From 1945 until 1962 when he retired, Randolph Scott made a series of good adult themed westerns, some of them considered real classics. Unfortunately the Cariboo Trail will never be listed among his best westerns.
It's more like the material that Roy Rogers or Gene Autry might use. The story is downright silly at times. Williams who was along for the ride with Scott, he wanted to go prospect for gold as there was a big strike at the time. He doesn't blame the rustlers, he blames Scott for convincing him to make the trip for the loss of his arm.
Also there's a scene in the film when Scott, Lee Tung Foo, and Gabby Hayes are captured by Indians. They escape because Gabby's mule has been taught to kick on command and he kicks away at the Indians allowing our heroes to escape. I'm not sure that would have played in a Rogers film.

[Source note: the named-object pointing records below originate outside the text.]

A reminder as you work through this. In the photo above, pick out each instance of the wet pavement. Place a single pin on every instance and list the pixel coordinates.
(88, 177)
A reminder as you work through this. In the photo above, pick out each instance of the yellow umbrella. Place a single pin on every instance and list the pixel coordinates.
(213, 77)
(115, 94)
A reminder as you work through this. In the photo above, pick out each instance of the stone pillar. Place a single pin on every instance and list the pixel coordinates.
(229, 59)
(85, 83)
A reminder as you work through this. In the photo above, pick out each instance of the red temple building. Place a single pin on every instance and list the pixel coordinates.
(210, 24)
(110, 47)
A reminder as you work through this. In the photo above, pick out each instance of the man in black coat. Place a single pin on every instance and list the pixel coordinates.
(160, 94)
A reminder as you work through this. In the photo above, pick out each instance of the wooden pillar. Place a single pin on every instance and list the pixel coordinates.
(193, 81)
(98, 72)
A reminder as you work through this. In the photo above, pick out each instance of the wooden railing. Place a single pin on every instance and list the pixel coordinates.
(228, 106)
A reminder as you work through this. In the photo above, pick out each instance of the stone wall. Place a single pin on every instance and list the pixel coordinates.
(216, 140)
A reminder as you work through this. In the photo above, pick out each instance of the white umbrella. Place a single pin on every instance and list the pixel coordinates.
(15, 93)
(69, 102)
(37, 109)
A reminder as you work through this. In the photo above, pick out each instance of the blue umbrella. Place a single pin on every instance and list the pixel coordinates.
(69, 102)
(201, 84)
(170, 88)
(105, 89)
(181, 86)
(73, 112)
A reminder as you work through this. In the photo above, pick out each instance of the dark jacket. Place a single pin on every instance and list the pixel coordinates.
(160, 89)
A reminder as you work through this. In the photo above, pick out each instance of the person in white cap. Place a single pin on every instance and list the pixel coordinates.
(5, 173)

Furthermore the story actually wants you to believe that tyro prospector Randolph Scott accidentally stumbles on a gold strike after just a few lessons from prospector Gabby Hayes on how to find gold.
This was Gabby Hayes's farewell feature film part. It would have been better had he gone out in a good western and in fact he had done a couple of better ones with Randolph Scott before this.
I will say this, though no Caribou made any appearance in the film, this is one of the few Canadian locale films from the past that did NOT have any Mounties.
But if I were you unless you are a big fan of Randolph Scott or Gabby Hayes, take the next detour off The Cariboo Trail.
- The end of Gabby Hayes screen career 4/26/2016 12:00:00 AM by malcolmgsw
This film marked the end of George "Gabby" Hayes screen career.He is shown as having made 190 screen appearances in Westerns between 1929 and 1950.Although in the quotes section he is quoted as saying that he hated westerns.He has always been my favourite western sidekick.He was just so good at it.He looks quite old in this film though in actual fact he is only about 68.One supposes that with the advent of TV he foresaw the end of his type of Westerns.I have to say that I consider that he is the best sidekick of all.He has a very good role in this his final film.Otherwise it is just run of the mill.As has been mentioned elsewhere the cinecolor is truly awful and was clearly used for the sake of economy.
- Interesting Failure, See the Cinecolor Flop & Gabby Hayes Final Film 7/7/2016 12:00:00 AM by LeonLouisRicci
Not without interest. You can see why "Cinecolor" was a Miserable Flop, You can see Gabby Hayes in His Last Movie (actually pretty good), and this Western does have some other Ingredients worth Noting.
It is Set in Canada (but does use some awful Studio Stuff for some outdoor Scenes), the Body Count is High, there's a Bitter One-Armed Gunslinger (Bill Williams), a Greasy, Slimy, Bespectacled Villain (Victory Jory), a couple of Tasty Women (Karen Booth, Mary Stuart), and a Mule Named Hannibal.
Not one of the Best Randolph Scott Westerns, but it Contains Enough Oddities to make it Worth a Watch for Western Fans. Sometimes Clunky and Awkward but Appealing in an Off-Handed kind of Way.